Hrnet slow compared to simple baseline

leoxiaobin / deep-high-resolution-net.pytorch

The project is an official implementation of our CVPR2019 paper "Deep High-Resolution Representation Learning for Human Pose Estimation"

https://jingdongwang2017.github.io/Projects/HRNet/PoseEstimation.html

MIT License

4.31k stars 908 forks source link

Hrnet slow compared to simple baseline #26

Open ghost opened 5 years ago

ghost commented 5 years ago

Hello,

Thank you very much for the implementation and the trained models.

I compared pose estimation run time of both pose_hrnet_w32_256x192.pth and pose_resnet_50_256x192.pth on the same large data-set I have (~5700 images with ~2 people in an image). In both runs I start measuring after 100 iterations to account for GPU warm-up. I measure run time without the detection part, yet including pre-proccessing of cropping and resizing the detection crops, which is done in the same way for both networks.

I get ~101 fps for pose_resnet_50_256x192, compared to ~82 fps for pose_hrnet_w32_256x192 on a single 2080ti gpu.

Could it be that hrnet is slower than simple baseline or am I missing something?

YinRui1991 commented 5 years ago

@conference-anonymous Hi, I think your speeds on pose_resnet_50_256x192 model and pose_hrnet_w32_256x192 model are right.

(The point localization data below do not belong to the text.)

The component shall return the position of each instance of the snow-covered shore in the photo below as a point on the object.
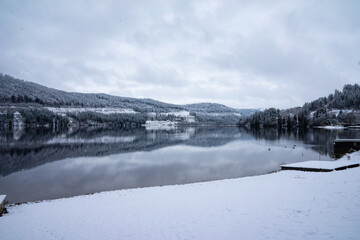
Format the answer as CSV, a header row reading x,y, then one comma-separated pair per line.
x,y
281,205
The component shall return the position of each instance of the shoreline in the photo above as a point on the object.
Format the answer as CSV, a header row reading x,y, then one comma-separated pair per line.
x,y
280,205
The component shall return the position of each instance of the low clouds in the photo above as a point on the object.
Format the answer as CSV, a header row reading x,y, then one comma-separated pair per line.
x,y
239,53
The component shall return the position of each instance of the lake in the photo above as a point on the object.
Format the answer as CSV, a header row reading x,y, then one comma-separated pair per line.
x,y
40,164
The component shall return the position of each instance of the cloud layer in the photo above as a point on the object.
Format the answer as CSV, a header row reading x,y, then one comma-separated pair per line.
x,y
240,53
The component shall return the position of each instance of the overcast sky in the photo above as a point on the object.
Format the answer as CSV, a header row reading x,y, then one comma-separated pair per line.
x,y
245,54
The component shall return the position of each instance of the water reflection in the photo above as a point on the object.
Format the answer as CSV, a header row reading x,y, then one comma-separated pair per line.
x,y
47,163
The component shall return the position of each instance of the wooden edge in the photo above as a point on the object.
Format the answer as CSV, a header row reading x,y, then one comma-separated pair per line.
x,y
348,166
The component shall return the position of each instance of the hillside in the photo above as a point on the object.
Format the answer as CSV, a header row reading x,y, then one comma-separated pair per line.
x,y
339,109
32,99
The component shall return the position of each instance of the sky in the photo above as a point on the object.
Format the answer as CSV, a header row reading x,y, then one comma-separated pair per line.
x,y
244,54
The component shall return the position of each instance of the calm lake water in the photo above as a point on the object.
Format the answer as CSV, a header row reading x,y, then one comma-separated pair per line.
x,y
39,164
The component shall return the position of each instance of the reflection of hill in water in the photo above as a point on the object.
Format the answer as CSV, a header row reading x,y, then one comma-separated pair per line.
x,y
34,147
319,140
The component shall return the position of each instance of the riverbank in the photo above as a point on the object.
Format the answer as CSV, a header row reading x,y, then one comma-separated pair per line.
x,y
281,205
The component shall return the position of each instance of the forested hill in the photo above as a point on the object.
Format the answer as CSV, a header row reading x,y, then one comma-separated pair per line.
x,y
100,108
18,91
339,108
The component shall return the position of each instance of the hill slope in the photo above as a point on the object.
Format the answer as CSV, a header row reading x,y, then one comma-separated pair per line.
x,y
91,107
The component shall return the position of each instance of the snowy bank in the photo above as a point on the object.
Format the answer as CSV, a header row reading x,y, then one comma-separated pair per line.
x,y
282,205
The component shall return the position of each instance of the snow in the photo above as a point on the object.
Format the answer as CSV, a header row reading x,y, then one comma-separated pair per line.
x,y
328,165
64,110
2,198
282,205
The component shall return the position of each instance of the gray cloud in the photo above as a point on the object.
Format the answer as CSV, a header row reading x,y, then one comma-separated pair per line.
x,y
239,53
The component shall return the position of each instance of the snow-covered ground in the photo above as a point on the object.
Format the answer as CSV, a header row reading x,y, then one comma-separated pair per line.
x,y
282,205
65,110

I test COCO val 2017 with this two models and the time cost is 550s(resnet) and 1200s(hrnet). Though pose_hrnet_w32_256x192 need smaller GFLOPs than pose_resnet_50_256x192 reported in the paper.

sunke123 commented 5 years ago

@conference-anonymous @YinRui1991 Hi all, thanks for your attention. In our paper, we want to point out that our method, with fewer #parameters and GFLOPs, is superior to the previous works, not relying on larger model size. But, GFLOPs doesn't correspond to the runtime because of different implementation.

In Pytorch implementation, the convolutional layers are executed in series, even though we connect the different branches in parallel. So, the speed of HRNet is slower than SimpleBaseline. Training and inference speed for our HRNet could be improved if Pytorch supports the parallel convolutions.

H19012 commented 4 years ago

Hello,

Thank you very much for the implementation and the trained models.

I compared pose estimation run time of both pose_hrnet_w32_256x192.pth and pose_resnet_50_256x192.pth on the same large data-set I have (~5700 images with ~2 people in an image). In both runs I start measuring after 100 iterations to account for GPU warm-up. I measure run time without the detection part, yet including pre-proccessing of cropping and resizing the detection crops, which is done in the same way for both networks.

I get ~101 fps for pose_resnet_50_256x192, compared to ~82 fps for pose_hrnet_w32_256x192 on a single 2080ti gpu.

Could it be that hrnet is slower than simple baseline or am I missing something?

Is the 82 fps with the heatmap to coord post processing?